By Doug Hallett
The huge pension fund that covers Ontario’s municipal employees is pushing back against a critical campaign launched against it last week by an Ontario group called Fair Pensions for All.
The average pension being paid out by the Municipal Employees Retirement System to municipal employees who retired last year is $28,000, and the average OMERS pension for all 100,000 of its retirees is $18,000, OMERS vice-president of public affairs John Pierce said Tuesday.
“To say they (OMERS pensions) are gold-plated is kind of silly,” said Pierce, who contacted the Tribune about a front-page story in Tuesday’s edition.
The accusation that OMERS is an unaffordable “gold-plated” pension plan came from Sue Ricketts, a financial planner who ran for council in 2010 and now is the local spokesperson for Fair Pensions for All.
“I think to some extent it is public sector bashing,” Pierce said when asked about his view of the motivation behind Fair Pensions for All’s campaign.
Along with the 100,000 retirees, OMERS has 260,000 active members earning an average of $63,000 a year, he said.
It also has 40,000 “deferred or inactive” members who aren’t currently working in OMERS jobs but have pension money in the OMERS pension fund.
Employees generally earn a 2% credit towards their pensions for every year they work in an OMERS job, Pierce said. This means that if they work 35 years in an OMERS job, they can collect a pension amounting to 70% of the average of their best five years of earnings.
However, he said, the average OMERS pension amounts to 30% to 40% of best earnings, reflecting the number of years retirees worked in an OMERS job.
Over the past 20 years, two-thirds of the money that has come into the OMERS fund has been from returns on investments, Pierce said. The other one-third has come from contributions, which are split equally by employees and employers.
“The real value (of OMERS) is the size, so you can get the assets that can drive those kind of returns,” he said, noting that OMERS invests in such things as big shopping malls, office towers and international investments such as a dozen British seaports.
Rather than criticize this sort of pension fund, more people should be trying to replicate the success of OMERS, said the Toronto-based official.

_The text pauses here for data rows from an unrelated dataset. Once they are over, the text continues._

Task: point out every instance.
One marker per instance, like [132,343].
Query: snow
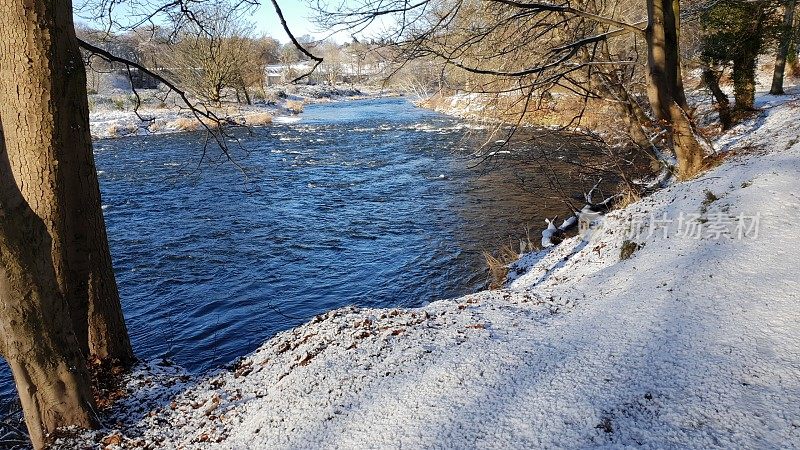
[690,342]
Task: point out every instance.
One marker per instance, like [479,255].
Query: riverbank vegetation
[64,334]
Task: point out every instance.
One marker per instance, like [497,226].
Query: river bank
[114,115]
[690,338]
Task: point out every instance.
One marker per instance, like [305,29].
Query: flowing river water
[372,203]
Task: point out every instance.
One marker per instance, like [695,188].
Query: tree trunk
[665,86]
[45,112]
[711,79]
[744,81]
[783,48]
[37,341]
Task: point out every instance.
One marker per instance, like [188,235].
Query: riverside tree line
[63,331]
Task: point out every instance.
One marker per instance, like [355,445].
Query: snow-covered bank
[693,341]
[283,106]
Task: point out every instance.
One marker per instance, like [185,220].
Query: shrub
[294,106]
[258,119]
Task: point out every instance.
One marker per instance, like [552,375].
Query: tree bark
[37,338]
[665,85]
[45,112]
[744,81]
[711,79]
[783,48]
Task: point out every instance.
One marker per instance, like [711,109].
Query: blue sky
[297,15]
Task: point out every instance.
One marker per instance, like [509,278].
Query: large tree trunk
[45,112]
[783,48]
[665,85]
[37,337]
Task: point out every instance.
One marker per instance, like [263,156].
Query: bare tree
[214,53]
[785,41]
[538,48]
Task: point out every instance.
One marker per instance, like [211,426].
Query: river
[372,203]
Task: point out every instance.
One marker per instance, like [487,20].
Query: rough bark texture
[37,337]
[744,81]
[45,112]
[711,80]
[665,85]
[783,48]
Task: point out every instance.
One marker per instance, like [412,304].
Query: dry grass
[627,197]
[295,106]
[117,130]
[185,124]
[498,265]
[258,119]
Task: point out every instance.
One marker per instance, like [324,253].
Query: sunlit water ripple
[371,203]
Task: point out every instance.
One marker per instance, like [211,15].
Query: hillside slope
[692,341]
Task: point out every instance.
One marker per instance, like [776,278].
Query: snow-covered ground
[692,341]
[106,121]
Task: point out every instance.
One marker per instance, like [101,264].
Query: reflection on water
[370,203]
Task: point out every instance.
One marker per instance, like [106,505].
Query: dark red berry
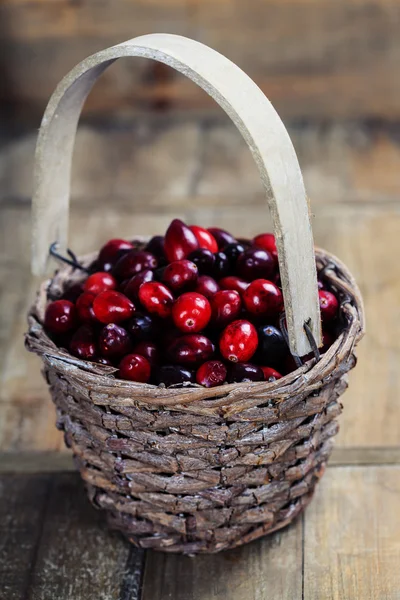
[191,349]
[255,263]
[211,373]
[156,298]
[329,305]
[240,372]
[114,341]
[135,367]
[179,241]
[180,274]
[263,298]
[100,282]
[83,343]
[191,312]
[238,341]
[112,307]
[60,316]
[225,307]
[205,238]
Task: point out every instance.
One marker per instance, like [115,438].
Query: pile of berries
[196,306]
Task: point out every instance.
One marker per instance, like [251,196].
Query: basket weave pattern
[200,470]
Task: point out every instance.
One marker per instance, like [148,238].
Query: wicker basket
[193,469]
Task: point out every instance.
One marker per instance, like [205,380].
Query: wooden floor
[132,179]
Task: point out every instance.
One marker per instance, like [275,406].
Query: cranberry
[134,262]
[191,349]
[131,287]
[225,307]
[114,341]
[156,298]
[60,316]
[180,274]
[211,373]
[83,343]
[270,374]
[222,237]
[234,283]
[240,372]
[179,241]
[329,305]
[173,375]
[255,263]
[99,282]
[238,341]
[135,368]
[263,297]
[112,307]
[207,286]
[191,312]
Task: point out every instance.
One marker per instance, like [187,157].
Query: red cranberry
[222,237]
[240,372]
[83,343]
[329,305]
[112,307]
[225,307]
[180,274]
[238,341]
[135,368]
[263,297]
[211,373]
[99,282]
[133,263]
[131,287]
[205,238]
[179,241]
[114,341]
[191,312]
[60,316]
[156,298]
[191,349]
[255,263]
[207,286]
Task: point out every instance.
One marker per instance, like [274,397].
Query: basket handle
[258,123]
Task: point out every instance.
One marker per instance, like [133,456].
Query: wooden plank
[268,568]
[352,532]
[22,507]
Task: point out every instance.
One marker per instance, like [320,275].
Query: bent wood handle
[257,121]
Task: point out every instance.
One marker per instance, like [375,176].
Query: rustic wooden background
[151,147]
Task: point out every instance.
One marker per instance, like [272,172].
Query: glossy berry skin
[180,274]
[191,312]
[211,373]
[83,343]
[100,282]
[156,298]
[179,241]
[60,316]
[133,263]
[222,237]
[114,341]
[238,341]
[205,238]
[241,372]
[207,286]
[192,349]
[225,306]
[329,305]
[263,298]
[135,367]
[173,375]
[255,263]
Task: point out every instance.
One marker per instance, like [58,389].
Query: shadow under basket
[198,470]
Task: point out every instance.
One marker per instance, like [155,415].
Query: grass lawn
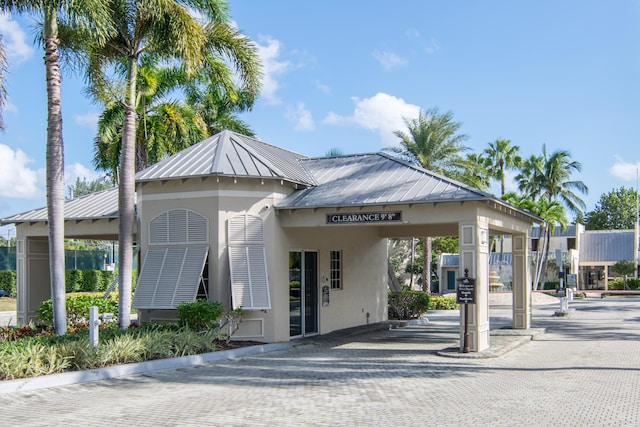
[7,304]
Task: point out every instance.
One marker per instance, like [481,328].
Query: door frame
[316,299]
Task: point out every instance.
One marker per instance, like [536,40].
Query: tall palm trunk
[426,266]
[126,197]
[543,248]
[55,172]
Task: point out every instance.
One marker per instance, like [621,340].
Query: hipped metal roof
[374,179]
[351,180]
[230,154]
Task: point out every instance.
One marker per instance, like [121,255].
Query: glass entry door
[303,293]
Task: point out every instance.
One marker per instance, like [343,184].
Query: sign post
[466,294]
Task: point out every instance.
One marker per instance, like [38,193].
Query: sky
[346,74]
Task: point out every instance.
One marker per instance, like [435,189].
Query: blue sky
[344,74]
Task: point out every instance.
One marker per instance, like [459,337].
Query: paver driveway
[583,371]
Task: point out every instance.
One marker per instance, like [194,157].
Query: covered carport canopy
[403,200]
[90,217]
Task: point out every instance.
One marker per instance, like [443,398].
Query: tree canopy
[616,210]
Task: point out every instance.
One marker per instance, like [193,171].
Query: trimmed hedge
[8,281]
[88,280]
[78,308]
[444,302]
[408,304]
[617,284]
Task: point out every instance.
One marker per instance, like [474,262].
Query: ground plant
[444,302]
[34,349]
[408,304]
[77,306]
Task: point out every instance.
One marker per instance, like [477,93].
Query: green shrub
[73,280]
[617,284]
[444,302]
[408,304]
[78,308]
[200,314]
[8,281]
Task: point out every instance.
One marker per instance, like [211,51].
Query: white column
[521,285]
[474,256]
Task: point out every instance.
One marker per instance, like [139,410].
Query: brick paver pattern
[584,371]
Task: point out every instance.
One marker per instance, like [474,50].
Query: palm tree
[166,125]
[473,171]
[547,179]
[170,31]
[500,157]
[86,17]
[434,143]
[3,90]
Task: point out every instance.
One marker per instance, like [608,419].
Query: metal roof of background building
[230,154]
[607,246]
[570,231]
[376,178]
[452,260]
[98,205]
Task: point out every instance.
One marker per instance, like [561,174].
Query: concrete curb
[76,377]
[502,341]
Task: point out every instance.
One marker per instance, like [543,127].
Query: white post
[94,323]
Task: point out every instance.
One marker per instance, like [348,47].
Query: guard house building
[299,243]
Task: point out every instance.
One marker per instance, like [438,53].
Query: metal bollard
[94,324]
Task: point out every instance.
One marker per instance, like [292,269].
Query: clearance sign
[363,217]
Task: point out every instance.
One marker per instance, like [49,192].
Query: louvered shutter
[248,263]
[172,267]
[170,275]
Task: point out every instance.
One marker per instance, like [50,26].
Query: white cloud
[324,88]
[17,48]
[389,60]
[624,170]
[432,47]
[16,178]
[88,120]
[381,113]
[272,67]
[300,117]
[412,33]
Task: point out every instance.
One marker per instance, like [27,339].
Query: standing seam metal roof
[607,246]
[230,154]
[374,178]
[98,205]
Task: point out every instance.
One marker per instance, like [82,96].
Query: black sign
[363,217]
[466,290]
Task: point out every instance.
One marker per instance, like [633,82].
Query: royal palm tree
[433,142]
[548,178]
[473,171]
[502,156]
[189,32]
[3,73]
[166,125]
[84,18]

OMERS was hit hard by the recession that started in 2008, and its “actuarial deficit” is projected to grow to about $9.7 billion by the end of 2012. Municipalities, not the province, would be liable for any shortfall at OMERS, says local MPP Liz Sandals.
As part of its plan to gradually reduce its actuarial deficit to zero over the next 10 or 15 years, Pierce said, OMERS has temporarily increased its contribution rates – from both employers and employees – by 1% for each of the years 2011, 2012 and 2013.
OMERS is also striving to increase the percentage of its money in “privately owned assets” from the current 40% up to about 47%, he said. “That takes you out of the stock market roller coaster.”
The plan to eliminate OMERS’ actuarial deficit over the next 10 to 15 years assumes an average annual rate of return of 6.5% for the OMERS fund, Pierce said.
“While the past is no indicator of future success,” the average annual rate of return enjoyed by OMERS over the past 20 years has been about 8.5%, he said.